State and national groups came together in Pittsburgh last week for a public launch party for videos detailing the lack of discrimination protections for lesbian, gay, bisexual and transgender individuals in Pennsylvania.
Philadelphia-based Equality Pennsylvania paired with national LGBT advocacy groups SAGE (Services and Advocacy for GLBT Elders) and the Center for American Progress to create four videos detailing the struggles LGBT individuals face with no legal provisions against discrimination.
The groups are holding viewings of these videos across the state as the legislature considers the PA Fairness Act, which would update state laws to add protections for LGBT individuals in work and consumer environments.
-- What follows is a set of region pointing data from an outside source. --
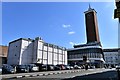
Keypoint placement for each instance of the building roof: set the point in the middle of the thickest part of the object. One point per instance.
(3, 51)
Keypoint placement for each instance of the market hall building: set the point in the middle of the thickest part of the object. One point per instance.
(92, 50)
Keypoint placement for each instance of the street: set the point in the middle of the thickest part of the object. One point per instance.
(91, 74)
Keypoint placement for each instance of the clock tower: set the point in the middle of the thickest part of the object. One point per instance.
(91, 26)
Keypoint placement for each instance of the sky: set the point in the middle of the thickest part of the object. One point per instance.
(59, 23)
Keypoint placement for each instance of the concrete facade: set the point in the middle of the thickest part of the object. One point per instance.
(26, 51)
(3, 54)
(112, 56)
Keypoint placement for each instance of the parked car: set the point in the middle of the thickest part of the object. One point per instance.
(118, 67)
(56, 67)
(22, 68)
(44, 67)
(39, 65)
(7, 69)
(33, 67)
(92, 67)
(77, 67)
(62, 67)
(50, 67)
(67, 67)
(0, 70)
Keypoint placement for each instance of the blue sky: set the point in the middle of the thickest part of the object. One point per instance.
(60, 23)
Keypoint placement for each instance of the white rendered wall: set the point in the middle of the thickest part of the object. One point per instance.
(26, 56)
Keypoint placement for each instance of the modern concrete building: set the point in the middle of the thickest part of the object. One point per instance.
(26, 51)
(92, 50)
(91, 25)
(112, 57)
(3, 54)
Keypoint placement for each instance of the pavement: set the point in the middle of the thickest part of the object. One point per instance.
(64, 74)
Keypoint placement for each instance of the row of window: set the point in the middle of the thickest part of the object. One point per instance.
(85, 51)
(89, 55)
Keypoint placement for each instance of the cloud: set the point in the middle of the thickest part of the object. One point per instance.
(66, 25)
(71, 32)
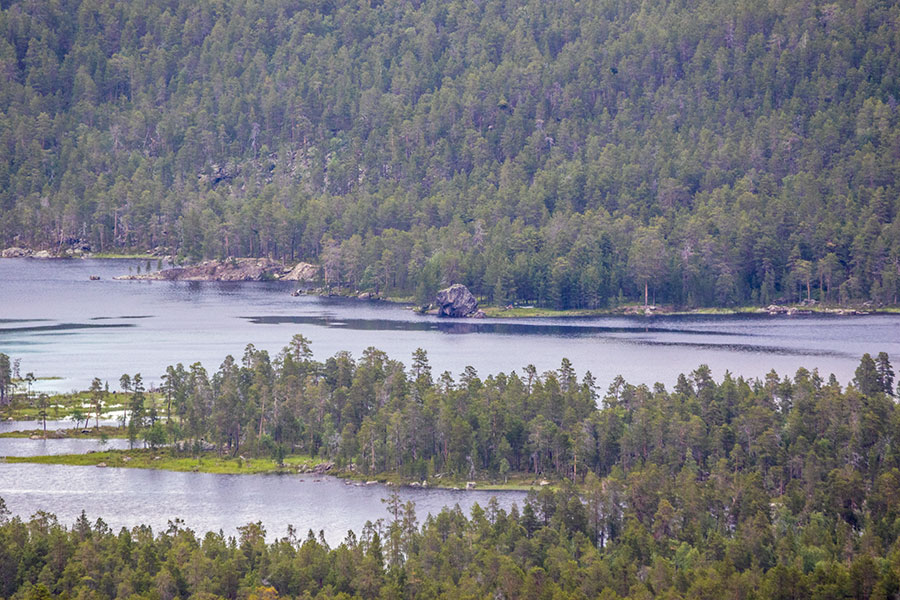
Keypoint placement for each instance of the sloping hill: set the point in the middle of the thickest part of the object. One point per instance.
(566, 153)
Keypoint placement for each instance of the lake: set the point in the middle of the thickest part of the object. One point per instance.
(61, 324)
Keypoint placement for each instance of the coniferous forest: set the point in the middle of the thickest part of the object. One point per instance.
(567, 154)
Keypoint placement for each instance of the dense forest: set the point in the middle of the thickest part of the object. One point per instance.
(709, 455)
(570, 154)
(782, 488)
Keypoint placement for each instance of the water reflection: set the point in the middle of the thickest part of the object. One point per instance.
(208, 502)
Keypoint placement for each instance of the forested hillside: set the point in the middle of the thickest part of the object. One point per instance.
(563, 153)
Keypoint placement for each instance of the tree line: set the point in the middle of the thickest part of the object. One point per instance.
(709, 454)
(570, 154)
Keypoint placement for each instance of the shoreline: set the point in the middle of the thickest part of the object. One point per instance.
(237, 270)
(295, 464)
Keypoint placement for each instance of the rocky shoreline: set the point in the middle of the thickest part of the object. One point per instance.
(233, 269)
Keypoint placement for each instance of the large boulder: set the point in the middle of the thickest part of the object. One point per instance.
(15, 252)
(302, 272)
(456, 301)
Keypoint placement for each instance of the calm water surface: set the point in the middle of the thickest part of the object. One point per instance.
(61, 324)
(208, 502)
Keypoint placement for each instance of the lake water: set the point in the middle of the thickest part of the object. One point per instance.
(61, 324)
(208, 502)
(29, 447)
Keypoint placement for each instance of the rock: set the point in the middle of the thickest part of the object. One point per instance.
(231, 269)
(456, 301)
(15, 252)
(302, 272)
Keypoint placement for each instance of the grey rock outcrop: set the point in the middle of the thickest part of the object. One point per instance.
(456, 301)
(302, 272)
(15, 252)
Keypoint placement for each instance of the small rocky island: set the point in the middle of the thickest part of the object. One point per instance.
(457, 301)
(234, 269)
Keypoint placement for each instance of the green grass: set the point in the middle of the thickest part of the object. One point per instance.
(162, 459)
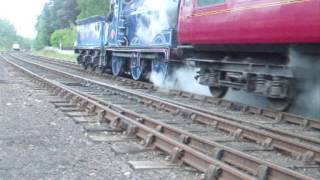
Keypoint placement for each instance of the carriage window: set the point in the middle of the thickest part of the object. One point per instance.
(209, 2)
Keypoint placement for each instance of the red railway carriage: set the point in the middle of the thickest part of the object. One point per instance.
(244, 44)
(249, 21)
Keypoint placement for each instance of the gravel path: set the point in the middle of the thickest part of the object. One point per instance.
(39, 142)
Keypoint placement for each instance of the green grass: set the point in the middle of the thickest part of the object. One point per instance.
(54, 54)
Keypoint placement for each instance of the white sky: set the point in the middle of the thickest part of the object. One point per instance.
(22, 14)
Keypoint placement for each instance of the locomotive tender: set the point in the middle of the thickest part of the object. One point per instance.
(238, 44)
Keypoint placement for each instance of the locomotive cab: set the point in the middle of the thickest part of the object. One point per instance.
(141, 36)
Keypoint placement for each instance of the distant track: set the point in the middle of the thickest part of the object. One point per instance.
(237, 142)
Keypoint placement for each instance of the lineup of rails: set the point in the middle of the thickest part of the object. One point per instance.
(214, 143)
(127, 82)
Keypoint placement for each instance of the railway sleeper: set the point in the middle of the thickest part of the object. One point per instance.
(187, 161)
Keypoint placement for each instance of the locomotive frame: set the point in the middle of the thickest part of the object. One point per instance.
(256, 63)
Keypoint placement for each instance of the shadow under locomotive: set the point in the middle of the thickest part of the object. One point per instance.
(235, 45)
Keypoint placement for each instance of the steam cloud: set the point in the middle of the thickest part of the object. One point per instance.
(181, 79)
(157, 15)
(307, 102)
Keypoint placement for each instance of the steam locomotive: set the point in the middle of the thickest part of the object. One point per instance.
(238, 44)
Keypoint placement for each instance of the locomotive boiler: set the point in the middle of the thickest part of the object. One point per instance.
(238, 44)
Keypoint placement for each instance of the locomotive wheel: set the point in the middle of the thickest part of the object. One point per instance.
(86, 62)
(80, 59)
(101, 70)
(118, 66)
(218, 92)
(137, 68)
(85, 65)
(159, 66)
(280, 104)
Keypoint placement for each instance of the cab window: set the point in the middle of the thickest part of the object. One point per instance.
(202, 3)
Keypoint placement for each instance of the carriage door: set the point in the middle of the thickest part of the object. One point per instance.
(185, 25)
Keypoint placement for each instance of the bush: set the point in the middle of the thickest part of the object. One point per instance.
(66, 37)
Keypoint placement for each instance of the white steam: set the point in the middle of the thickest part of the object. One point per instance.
(181, 79)
(307, 102)
(157, 15)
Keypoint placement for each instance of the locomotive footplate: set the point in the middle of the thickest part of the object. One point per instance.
(271, 81)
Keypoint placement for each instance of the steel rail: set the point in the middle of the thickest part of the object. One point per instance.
(303, 151)
(230, 156)
(188, 155)
(268, 113)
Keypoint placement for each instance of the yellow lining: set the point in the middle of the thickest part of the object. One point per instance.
(257, 6)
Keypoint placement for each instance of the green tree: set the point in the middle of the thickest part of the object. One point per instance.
(65, 37)
(56, 14)
(8, 34)
(93, 7)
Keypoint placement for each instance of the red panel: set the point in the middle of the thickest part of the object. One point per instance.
(250, 22)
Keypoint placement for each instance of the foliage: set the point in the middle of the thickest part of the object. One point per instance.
(58, 17)
(92, 7)
(66, 37)
(8, 36)
(54, 54)
(56, 14)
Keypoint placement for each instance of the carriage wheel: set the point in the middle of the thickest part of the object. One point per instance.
(117, 66)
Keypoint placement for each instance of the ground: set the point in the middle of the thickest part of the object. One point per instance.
(54, 54)
(38, 141)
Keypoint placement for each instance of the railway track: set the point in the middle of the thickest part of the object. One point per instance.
(217, 144)
(205, 100)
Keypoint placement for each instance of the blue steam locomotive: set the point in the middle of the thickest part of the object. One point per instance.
(135, 38)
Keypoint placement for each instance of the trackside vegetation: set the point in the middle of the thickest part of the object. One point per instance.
(56, 24)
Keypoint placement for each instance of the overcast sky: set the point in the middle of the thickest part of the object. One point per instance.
(22, 14)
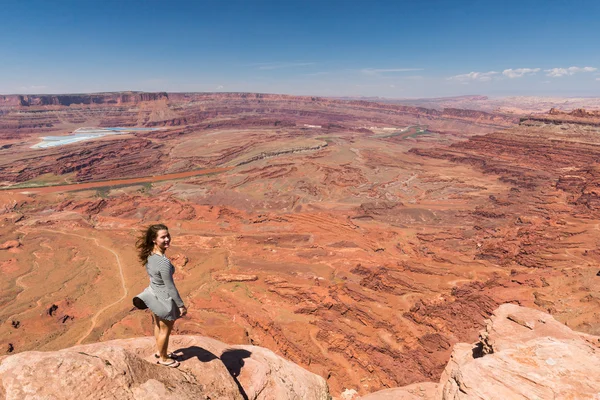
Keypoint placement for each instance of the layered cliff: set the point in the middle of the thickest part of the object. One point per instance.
(127, 369)
(521, 354)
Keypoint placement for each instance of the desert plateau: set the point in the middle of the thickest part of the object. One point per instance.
(360, 240)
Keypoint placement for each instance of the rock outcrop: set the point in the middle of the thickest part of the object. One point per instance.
(126, 369)
(522, 354)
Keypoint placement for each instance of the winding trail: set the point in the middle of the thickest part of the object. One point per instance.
(125, 291)
(116, 182)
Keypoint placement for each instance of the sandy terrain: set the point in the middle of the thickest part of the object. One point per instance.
(361, 254)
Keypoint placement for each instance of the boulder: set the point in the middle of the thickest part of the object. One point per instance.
(523, 354)
(416, 391)
(127, 369)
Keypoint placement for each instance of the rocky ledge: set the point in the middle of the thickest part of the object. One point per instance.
(127, 369)
(521, 354)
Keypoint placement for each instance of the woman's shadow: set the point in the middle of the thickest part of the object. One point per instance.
(233, 359)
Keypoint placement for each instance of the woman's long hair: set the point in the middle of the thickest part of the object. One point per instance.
(145, 242)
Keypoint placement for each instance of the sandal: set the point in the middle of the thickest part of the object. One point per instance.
(171, 363)
(172, 356)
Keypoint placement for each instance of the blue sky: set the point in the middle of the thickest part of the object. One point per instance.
(394, 49)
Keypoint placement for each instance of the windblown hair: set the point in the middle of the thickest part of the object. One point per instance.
(145, 242)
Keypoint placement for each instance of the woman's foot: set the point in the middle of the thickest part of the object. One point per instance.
(169, 363)
(172, 356)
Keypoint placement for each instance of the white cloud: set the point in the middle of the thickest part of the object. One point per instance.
(33, 87)
(379, 71)
(279, 65)
(558, 72)
(474, 76)
(520, 72)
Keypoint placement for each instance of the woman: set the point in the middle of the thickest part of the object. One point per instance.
(161, 296)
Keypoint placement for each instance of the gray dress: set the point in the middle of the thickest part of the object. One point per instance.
(161, 297)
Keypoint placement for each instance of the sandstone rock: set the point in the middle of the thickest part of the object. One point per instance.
(523, 354)
(416, 391)
(126, 369)
(10, 244)
(234, 277)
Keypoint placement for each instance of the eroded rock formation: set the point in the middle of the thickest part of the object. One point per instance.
(126, 369)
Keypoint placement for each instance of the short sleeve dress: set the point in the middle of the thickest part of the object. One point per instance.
(161, 297)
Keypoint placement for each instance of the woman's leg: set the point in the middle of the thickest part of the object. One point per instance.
(156, 327)
(162, 342)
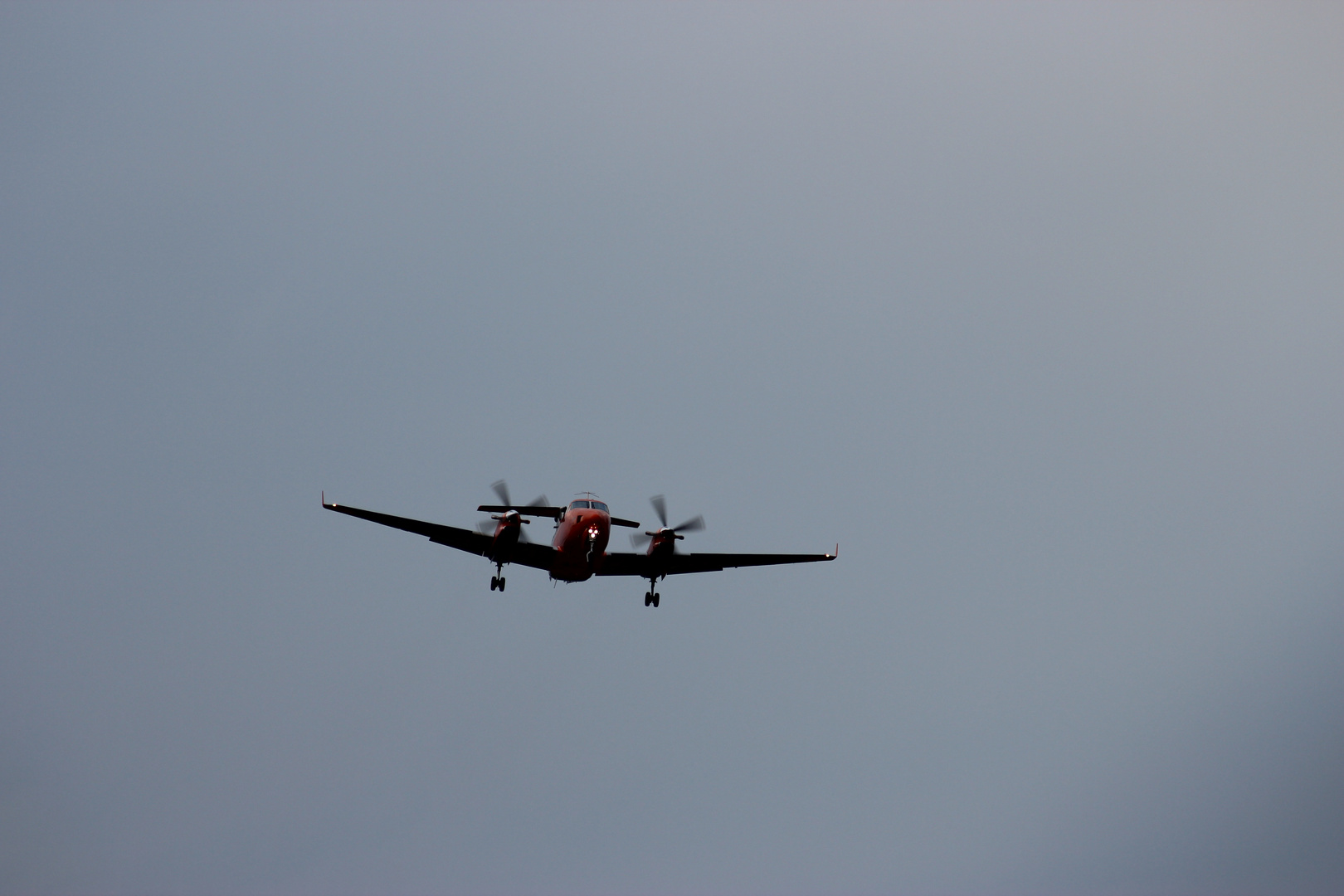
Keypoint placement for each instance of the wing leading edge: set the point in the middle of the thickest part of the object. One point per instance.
(538, 557)
(644, 566)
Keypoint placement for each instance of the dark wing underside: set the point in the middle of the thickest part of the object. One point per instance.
(524, 553)
(643, 564)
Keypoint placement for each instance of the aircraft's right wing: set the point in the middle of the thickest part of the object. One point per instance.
(539, 557)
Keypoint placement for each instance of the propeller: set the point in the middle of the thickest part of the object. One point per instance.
(487, 527)
(660, 507)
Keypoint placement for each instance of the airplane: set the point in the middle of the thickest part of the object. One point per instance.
(578, 548)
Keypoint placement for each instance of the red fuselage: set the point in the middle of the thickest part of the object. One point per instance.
(580, 540)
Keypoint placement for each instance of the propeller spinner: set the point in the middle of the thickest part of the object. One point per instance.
(487, 527)
(660, 507)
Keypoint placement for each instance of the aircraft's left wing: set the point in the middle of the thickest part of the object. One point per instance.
(644, 566)
(533, 555)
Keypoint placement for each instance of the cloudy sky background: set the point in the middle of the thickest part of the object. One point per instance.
(1038, 310)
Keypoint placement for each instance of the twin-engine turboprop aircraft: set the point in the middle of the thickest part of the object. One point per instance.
(578, 547)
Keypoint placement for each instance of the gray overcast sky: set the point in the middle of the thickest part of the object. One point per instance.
(1038, 310)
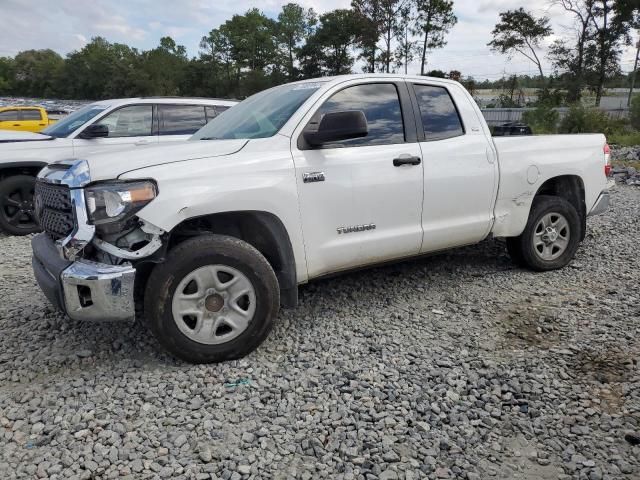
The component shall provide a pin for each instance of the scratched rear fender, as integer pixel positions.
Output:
(527, 162)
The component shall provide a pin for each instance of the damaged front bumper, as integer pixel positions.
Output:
(83, 289)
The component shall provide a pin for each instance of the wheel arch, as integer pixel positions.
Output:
(263, 230)
(571, 188)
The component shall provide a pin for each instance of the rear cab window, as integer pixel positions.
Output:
(31, 115)
(181, 119)
(129, 121)
(213, 112)
(440, 117)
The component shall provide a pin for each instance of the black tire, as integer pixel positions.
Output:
(185, 259)
(17, 216)
(522, 248)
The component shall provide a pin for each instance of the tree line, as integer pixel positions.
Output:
(251, 52)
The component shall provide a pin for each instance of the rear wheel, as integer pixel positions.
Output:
(17, 216)
(215, 298)
(552, 235)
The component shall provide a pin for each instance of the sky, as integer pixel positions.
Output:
(67, 25)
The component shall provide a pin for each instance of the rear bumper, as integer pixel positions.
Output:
(84, 290)
(601, 205)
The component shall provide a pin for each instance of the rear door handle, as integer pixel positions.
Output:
(408, 160)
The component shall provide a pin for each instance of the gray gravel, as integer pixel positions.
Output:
(453, 366)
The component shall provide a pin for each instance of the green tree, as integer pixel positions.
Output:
(104, 70)
(520, 32)
(38, 73)
(407, 46)
(436, 74)
(294, 25)
(573, 58)
(164, 67)
(434, 19)
(391, 26)
(609, 32)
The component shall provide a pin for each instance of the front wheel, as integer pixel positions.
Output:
(552, 235)
(17, 215)
(215, 298)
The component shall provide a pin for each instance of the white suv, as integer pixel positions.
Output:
(96, 127)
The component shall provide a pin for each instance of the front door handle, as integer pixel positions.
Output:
(408, 160)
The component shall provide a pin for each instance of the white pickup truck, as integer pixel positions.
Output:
(99, 126)
(206, 239)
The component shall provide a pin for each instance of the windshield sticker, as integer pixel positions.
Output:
(307, 86)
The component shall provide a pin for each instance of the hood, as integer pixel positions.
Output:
(10, 136)
(110, 165)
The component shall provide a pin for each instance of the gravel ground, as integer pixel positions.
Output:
(453, 366)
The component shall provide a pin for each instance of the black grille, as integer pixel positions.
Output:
(53, 209)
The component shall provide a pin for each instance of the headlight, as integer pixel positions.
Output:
(114, 202)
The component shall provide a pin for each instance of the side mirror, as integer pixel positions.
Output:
(95, 131)
(337, 126)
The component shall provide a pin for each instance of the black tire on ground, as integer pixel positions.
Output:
(186, 258)
(522, 248)
(17, 215)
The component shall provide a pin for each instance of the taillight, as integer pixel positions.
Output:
(607, 159)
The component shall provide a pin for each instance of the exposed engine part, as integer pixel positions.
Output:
(146, 239)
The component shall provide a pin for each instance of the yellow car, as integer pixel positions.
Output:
(25, 119)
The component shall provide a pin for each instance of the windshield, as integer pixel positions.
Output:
(65, 127)
(260, 115)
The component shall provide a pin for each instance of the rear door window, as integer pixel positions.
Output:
(440, 118)
(213, 112)
(181, 119)
(132, 121)
(31, 115)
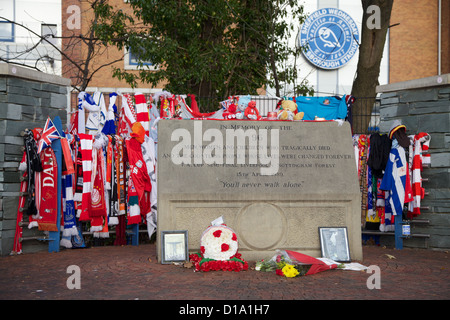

The PA Fairness Act is currently before state Senate and House committees.
Levana Layendecker, communications director for Equality Pennsylvania, said not many Pennsylvanians are aware of the lack of LGBT discrimination protections.
“We’ve seen poll after poll, year after year that upwards of 80 percent of Pennsylvania voters, including Republicans and Democrats, support protecting all people from discrimination, including gay and transgender people,” she said.
Only 34 of Pennsylvania’s 2,562 municipalities have special laws protecting against discrimination in housing and employment, including Pittsburgh. Twenty-one states and the District of Columbia have statewide anti-discrimination protections for LGBT individuals, according to Layendecker.
She said the videos show how LGBT individuals “fear” discrimination and the possibility of dismissal from jobs on the basis of sexual orientation and gender identity.
“[Discrimination] changes the way that people feel about their comfort and security at work, about their ability to provide for themselves and their families,” Layendecker said. “It basically makes a lot of people have to hide who they are.”
She said that the goal of these videos is to educate Pennsylvanians on the discrimination that the LGBT community faces in the state.
“It seems surprising in this day and age that gay and transgender people can still be discriminated against,” Layendecker said. “Many people believe they are already protected, and that is not true.”
She said that after viewing the videos at the watch parties, attendees will be encouraged to write to state legislators in support of the PA Fairness Act.
The videos are available online now through the Equality Pennsylvania website.